Aspect	Traditional SAS	SAS-Bench Advantage
Evaluation Granularity	Single composite score	Step-wise scoring decomposition
Explainability	Opaque scoring mechanism	Comprehensive error taxonomy
Response Diversity	Single-subject/type focus	Cross-disciplinary template-free evaluation

Dataset Characteristics

Our dataset features three question types with rich annotations:

Multiple-Choice Questions (Template-free responses)
Gap Filling Questions
Short Answer Questions (With logical step decomposition)

Each response includes:

✅ Human-annotated holistic score
🔍 Step segmentation with individual scoring
❌ Step-wise Error causes classification

🌟 Evaluation Framework

CCS Evaluation (Collaborative Consistency Score)

Purpose
Evaluates alignment between model predictions and human grading on both holistic scores and step-wise scores, ensuring models understand detailed reasoning.

Formula
The adjusted weight matrix combines overall and step-wise differences:

$$W_{i,j} = \alpha \cdot \frac{(r_i - r_j)^2}{(N_r - 1)^2} + \frac{1 - \alpha}{m} \sum_{k=1}^{m} \frac{(s_{i,k} - s_{j,k})^2}{(N_{s_k} - 1)^2}$$

Where:

$r_i, r_j$: Model/human overall scores
$s_{i,k}, s_{j,k}$: Step scores for step $k$
$\alpha=0.5$: Balance weight
$N_r, N_{s_k}$: Possible score levels

Final CCS calculation:

$$\text{CCS} := 1 - \frac{\sum_{i,j} O_{i,j} \cdot W_{i,j}}{\sum_{i,j} E_{i,j} \cdot W_{i,j}}$$

ECS Evaluation (Error Consistency Score)

Purpose
Quantifies how well the model identifies error types compared to human annotators, stratified by answer quality tiers.

Formula

Partition samples into 3 groups (Low/Medium/High) using quantile thresholds $\tau_1, \tau_2$:

$$\phi(x) = \mathbb{I}(x \geq \tau_1) + \mathbb{I}(x \geq \tau_2)$$

Compute error frequency matrices $\mathbf{M}^p_k, \mathbf{M}^g_k$ per group $k$
Calculate Spearman correlation per group:

$$\rho_k = \text{SpearmanR}(\mathbf{M}^p_k, \mathbf{M}^g_k)$$

Final ECS:

$$\text{ECS} := \frac{1}{m} \sum_{k=0}^{2} \rho_k$$

Key Features

Uses 3 performance tiers (m=3) for robust evaluation
Correlates error type distributions (not just counts)
Normalized scoring for cross-dataset comparison

⚙️ Installation Guide

Core Dependencies

pip install protobuf transformers>=4.44.1 cpm_kernels torch>=2.0 gradio mdtex2html sentencepiece accelerate json_repair openai

Alternative:

pip install -r requirements.txt

vLLM Setup (Recommended)

conda create -n vllm python=3.12 -y
conda activate vllm
pip install vllm  # Requires CUDA 12.0+

For other configurations, refer to official vLLM installation.

📊 Benchmark Workflow

Directory Structure

|- discuss/        - Analysis scripts
|- docs/           - Documentation assets 
|- main/           - Model training/inference code
|- prompts/        - Predefined prompt templates
|- sas_pipelines/  - Core evaluation scripts
|- utils/          - Utility functions

Implementation Options

0. Data Preprocessing (Annotation Phase)

Raw annotated data resides in backend_data
Execute preprocess.py for data consolidation
Modify DATANAME variable to specify source files (omit extensions)

This process handles raw data from our annotation system (our system to be open-sourced).

1. Data Acquisition

The dataset is available on HuggingFace Dataset.
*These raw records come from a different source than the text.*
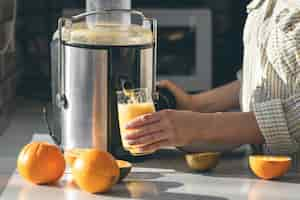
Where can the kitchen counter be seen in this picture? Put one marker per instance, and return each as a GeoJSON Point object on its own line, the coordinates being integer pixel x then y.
{"type": "Point", "coordinates": [165, 176]}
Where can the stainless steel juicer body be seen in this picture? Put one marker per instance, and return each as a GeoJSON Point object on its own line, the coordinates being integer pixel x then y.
{"type": "Point", "coordinates": [85, 78]}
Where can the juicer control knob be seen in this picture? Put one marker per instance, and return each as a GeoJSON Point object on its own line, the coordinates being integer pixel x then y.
{"type": "Point", "coordinates": [61, 101]}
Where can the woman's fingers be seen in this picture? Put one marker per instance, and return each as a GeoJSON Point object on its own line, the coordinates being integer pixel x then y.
{"type": "Point", "coordinates": [145, 130]}
{"type": "Point", "coordinates": [154, 146]}
{"type": "Point", "coordinates": [149, 139]}
{"type": "Point", "coordinates": [143, 121]}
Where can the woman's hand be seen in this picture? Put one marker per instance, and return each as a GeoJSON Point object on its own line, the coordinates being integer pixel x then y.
{"type": "Point", "coordinates": [183, 99]}
{"type": "Point", "coordinates": [162, 129]}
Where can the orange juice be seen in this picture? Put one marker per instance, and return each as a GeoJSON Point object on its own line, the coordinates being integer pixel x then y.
{"type": "Point", "coordinates": [128, 112]}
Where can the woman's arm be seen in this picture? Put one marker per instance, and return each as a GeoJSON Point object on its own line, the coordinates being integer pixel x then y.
{"type": "Point", "coordinates": [217, 100]}
{"type": "Point", "coordinates": [182, 128]}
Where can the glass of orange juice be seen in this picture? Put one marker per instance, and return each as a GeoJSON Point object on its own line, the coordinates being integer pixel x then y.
{"type": "Point", "coordinates": [132, 104]}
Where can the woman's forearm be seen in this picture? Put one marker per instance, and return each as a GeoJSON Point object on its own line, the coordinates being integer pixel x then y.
{"type": "Point", "coordinates": [228, 128]}
{"type": "Point", "coordinates": [217, 100]}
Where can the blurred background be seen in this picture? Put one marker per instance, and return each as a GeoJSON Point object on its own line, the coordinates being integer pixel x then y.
{"type": "Point", "coordinates": [25, 61]}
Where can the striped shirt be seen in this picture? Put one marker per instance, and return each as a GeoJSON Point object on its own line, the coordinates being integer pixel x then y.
{"type": "Point", "coordinates": [271, 73]}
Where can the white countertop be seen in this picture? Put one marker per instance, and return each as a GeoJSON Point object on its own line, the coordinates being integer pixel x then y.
{"type": "Point", "coordinates": [166, 176]}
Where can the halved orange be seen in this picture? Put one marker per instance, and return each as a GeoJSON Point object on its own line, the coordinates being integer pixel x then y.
{"type": "Point", "coordinates": [269, 167]}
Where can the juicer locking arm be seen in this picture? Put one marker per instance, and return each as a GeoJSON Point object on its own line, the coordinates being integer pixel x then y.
{"type": "Point", "coordinates": [61, 99]}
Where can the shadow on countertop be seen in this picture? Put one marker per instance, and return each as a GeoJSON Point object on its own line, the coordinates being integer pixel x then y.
{"type": "Point", "coordinates": [149, 190]}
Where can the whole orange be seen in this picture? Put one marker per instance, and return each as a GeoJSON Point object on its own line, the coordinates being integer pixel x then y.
{"type": "Point", "coordinates": [41, 163]}
{"type": "Point", "coordinates": [269, 167]}
{"type": "Point", "coordinates": [95, 171]}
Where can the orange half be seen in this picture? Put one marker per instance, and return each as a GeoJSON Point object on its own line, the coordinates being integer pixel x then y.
{"type": "Point", "coordinates": [269, 167]}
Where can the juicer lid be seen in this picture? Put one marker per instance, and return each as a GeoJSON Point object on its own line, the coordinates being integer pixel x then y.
{"type": "Point", "coordinates": [96, 31]}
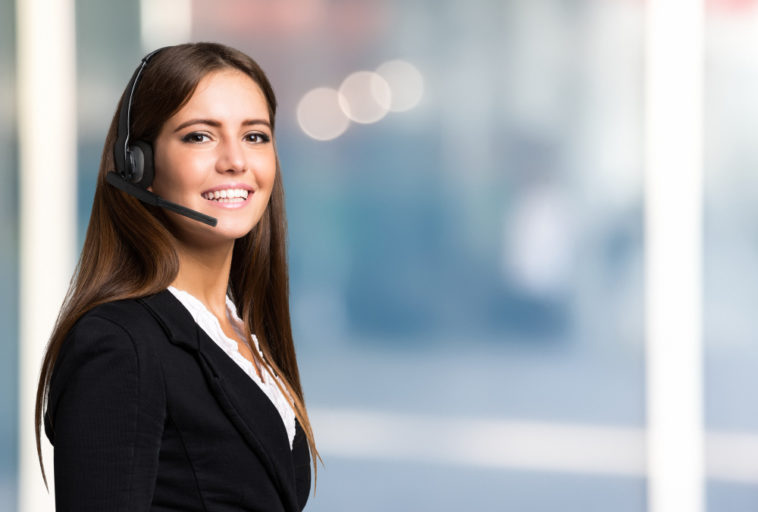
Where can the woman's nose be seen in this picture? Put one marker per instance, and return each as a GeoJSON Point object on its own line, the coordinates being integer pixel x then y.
{"type": "Point", "coordinates": [231, 157]}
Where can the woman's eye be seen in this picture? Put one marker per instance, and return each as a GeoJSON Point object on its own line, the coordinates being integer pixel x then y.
{"type": "Point", "coordinates": [195, 137]}
{"type": "Point", "coordinates": [257, 137]}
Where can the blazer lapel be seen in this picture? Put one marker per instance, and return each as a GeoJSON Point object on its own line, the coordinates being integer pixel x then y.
{"type": "Point", "coordinates": [245, 404]}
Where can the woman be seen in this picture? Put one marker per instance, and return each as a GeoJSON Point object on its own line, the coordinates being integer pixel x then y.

Store downloaded files in datasets/:

Files follow {q_id}_{course}_{question_type}.jsonl naming

Error taxonomy in error_type.jsonl:

{"q_id": 2, "course": "", "question_type": "", "guideline": "", "errors": [{"name": "", "description": ""}...]}

ID_Dict.json contains subject-ID mappings

2. LLM Prediction

Flexible execution via Jupyter or CLI:

Option A: Jupyter Notebook

Set cmd_args = False in 1_predict_scores.py
Configure:
- save_type_name: Model identifier/output prefix
- model_from_pretrained: Model path
- file_name: Dataset identifier (e.g., 7_Math_ShortAns)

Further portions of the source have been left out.